Lifting productivity on the Taieri Plains


Doing the basics as well as possible is the key to good farming for a second generation family dairy business on the Taieri Plains.

That includes renovating extra paddocks into new pasture each year to improve their productivity. Allan and Stephanie Newall bought the farm 22 years ago. Their son Lyndon and his wife Tina started contract milking five years later, and are now 50/50 sharemilkers.

The home farm totals 138 ha eff leased and freehold. In 2006 the family added a 185 ha run off at Hindon.

Last year Lyndon and Tina milked 373 cows for a total 155,000 kg MS with a ‘trying spring’. This season they will milk the same number of cows with budgeted production of 158,000 kg. They’re helped by staff Glen and Serena Smith. Glen works full time; Serena lends a hand with milking and calving.

At this time of year extra hands are essential – the Newalls rear all their calves, so spring is fl at out. (They have regular buyers for 100 kg calves and any left over are sent up to Hindon to be grown out for beef). Good animal husbandry is a top priority. “A happy cow is a healthy cow, and the same goes for our calves,” Lyndon says. “Our stock are our bread and butter, and we try to take the best care of them that we can.”

Overall the farm is grass-driven, although for the first time the Newalls fed 120t palm kernel last season. This season they plan to cut back to about 90t.

Other inputs include grass silage cut off the home farm; 18 ha winter forage at Hindon, where the cows winter and replacements are grown out; and 20 – 30t of N a year.

There are also 4 ha summer turnips on the home farm, a practice which began to combat increasingly dry summers that slow grass growth dramatically in late January and February.

These turnip paddocks are sown into new pasture every spring, but recently the Newalls also began renovating an extra paddock grass to grass later in the season.

“We needed to speed up our renovation.

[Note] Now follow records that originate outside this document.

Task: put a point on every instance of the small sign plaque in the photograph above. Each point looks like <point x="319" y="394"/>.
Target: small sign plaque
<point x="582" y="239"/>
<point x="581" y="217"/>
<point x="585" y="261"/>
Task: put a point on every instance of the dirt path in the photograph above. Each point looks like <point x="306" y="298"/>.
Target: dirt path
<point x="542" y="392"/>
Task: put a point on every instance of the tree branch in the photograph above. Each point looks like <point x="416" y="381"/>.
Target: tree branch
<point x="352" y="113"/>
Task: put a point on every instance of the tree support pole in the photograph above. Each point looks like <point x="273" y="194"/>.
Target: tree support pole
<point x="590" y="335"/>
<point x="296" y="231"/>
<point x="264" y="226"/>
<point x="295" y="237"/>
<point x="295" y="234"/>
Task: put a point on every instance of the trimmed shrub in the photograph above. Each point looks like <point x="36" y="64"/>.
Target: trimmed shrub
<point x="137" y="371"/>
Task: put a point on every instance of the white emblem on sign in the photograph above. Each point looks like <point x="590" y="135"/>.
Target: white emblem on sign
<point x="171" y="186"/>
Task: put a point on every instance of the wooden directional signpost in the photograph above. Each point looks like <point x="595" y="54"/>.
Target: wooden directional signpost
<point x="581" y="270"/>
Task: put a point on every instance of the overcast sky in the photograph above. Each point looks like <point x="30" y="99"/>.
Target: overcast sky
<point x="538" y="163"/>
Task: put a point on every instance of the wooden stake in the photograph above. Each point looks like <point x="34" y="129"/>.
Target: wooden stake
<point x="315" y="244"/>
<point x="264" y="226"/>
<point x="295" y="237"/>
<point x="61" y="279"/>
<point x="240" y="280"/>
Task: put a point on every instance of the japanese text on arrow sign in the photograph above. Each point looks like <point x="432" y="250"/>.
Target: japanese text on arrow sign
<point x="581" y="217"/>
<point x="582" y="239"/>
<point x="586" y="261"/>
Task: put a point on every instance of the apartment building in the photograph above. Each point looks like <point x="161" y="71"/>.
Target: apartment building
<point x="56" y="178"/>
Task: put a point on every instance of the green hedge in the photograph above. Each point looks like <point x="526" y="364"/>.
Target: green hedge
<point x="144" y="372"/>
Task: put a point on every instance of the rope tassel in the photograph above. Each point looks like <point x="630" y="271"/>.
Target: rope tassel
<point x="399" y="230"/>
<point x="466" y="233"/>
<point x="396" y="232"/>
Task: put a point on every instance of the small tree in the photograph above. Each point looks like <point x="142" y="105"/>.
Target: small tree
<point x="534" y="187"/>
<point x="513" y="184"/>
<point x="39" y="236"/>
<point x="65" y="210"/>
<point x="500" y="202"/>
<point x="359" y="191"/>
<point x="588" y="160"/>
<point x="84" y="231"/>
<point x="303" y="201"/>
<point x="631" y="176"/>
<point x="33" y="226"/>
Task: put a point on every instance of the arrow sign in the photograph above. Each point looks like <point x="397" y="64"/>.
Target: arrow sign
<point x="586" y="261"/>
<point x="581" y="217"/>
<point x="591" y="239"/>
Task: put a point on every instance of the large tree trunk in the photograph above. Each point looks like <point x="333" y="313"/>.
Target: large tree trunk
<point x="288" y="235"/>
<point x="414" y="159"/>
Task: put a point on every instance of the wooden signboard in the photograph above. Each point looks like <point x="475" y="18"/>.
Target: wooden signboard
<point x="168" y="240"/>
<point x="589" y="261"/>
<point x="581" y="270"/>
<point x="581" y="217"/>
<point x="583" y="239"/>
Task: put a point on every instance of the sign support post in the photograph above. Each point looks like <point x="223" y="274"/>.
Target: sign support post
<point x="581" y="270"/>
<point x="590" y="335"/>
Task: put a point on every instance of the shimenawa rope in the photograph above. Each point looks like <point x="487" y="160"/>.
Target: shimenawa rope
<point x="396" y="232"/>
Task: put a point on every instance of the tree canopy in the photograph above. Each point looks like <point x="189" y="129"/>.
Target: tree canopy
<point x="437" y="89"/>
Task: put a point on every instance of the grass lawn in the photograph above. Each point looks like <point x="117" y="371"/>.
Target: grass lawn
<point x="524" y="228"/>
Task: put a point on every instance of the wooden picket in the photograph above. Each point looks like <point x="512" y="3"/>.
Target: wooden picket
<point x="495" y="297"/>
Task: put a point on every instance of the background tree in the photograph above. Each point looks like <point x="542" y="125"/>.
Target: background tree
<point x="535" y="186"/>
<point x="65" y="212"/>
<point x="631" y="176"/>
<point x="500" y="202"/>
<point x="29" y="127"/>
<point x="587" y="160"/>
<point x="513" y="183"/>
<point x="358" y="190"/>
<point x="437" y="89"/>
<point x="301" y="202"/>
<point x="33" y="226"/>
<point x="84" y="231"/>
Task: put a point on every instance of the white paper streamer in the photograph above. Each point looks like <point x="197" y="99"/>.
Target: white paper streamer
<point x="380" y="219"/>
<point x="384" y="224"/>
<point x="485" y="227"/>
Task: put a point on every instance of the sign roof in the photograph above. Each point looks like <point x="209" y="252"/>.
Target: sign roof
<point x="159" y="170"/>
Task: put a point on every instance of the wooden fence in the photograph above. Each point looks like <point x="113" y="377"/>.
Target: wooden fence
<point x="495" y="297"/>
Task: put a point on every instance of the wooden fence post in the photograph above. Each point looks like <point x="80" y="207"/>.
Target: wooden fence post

We feel pasture is the limiting factor on the farm now, and we’re keen to get new species,” Lyndon says.

So what exactly are they looking for? “Something that comes away in early spring, hangs on into the dry over summer and preferably doesn’t get frost damaged through winter.”

Tetraploid ryegrass fits the bill 

It’s early days yet but so far Bealey tetraploid ryegrass, recommended by their CRT technical field officer Karl White and sown in spring/summer 2008, seems to fit the bill.

“It stays green all winter and keeps growing, which is important for us. Older pastures tend to shut down in winter. You can  definitely see the difference between the two in late winter and early spring,” Lyndon says.

As for its ability to hang on into the dry, Bealey sown grass to grass late 2008 had a very testing time in early 2009. “It was ready for grazing when it got hit by the dry. We didn’t end up grazing it till April in the end. To be honest I thought I was going to have to re-do it, but it has held in there.”

Whether through crop or grass to grass, he invests in good paddock preparation and cultivation. The same goes for management. He’s careful not to deck Bealey paddocks (or any other new grass for that matter) and avoids grazing young pastures when the weather is very wet.

“We’d rather get in early and give it a light nip than wait and wait for the weather to come right. Otherwise you end up with no choice but to graze when probably you shouldn’t; that’s one thing we’ve learned from experience!”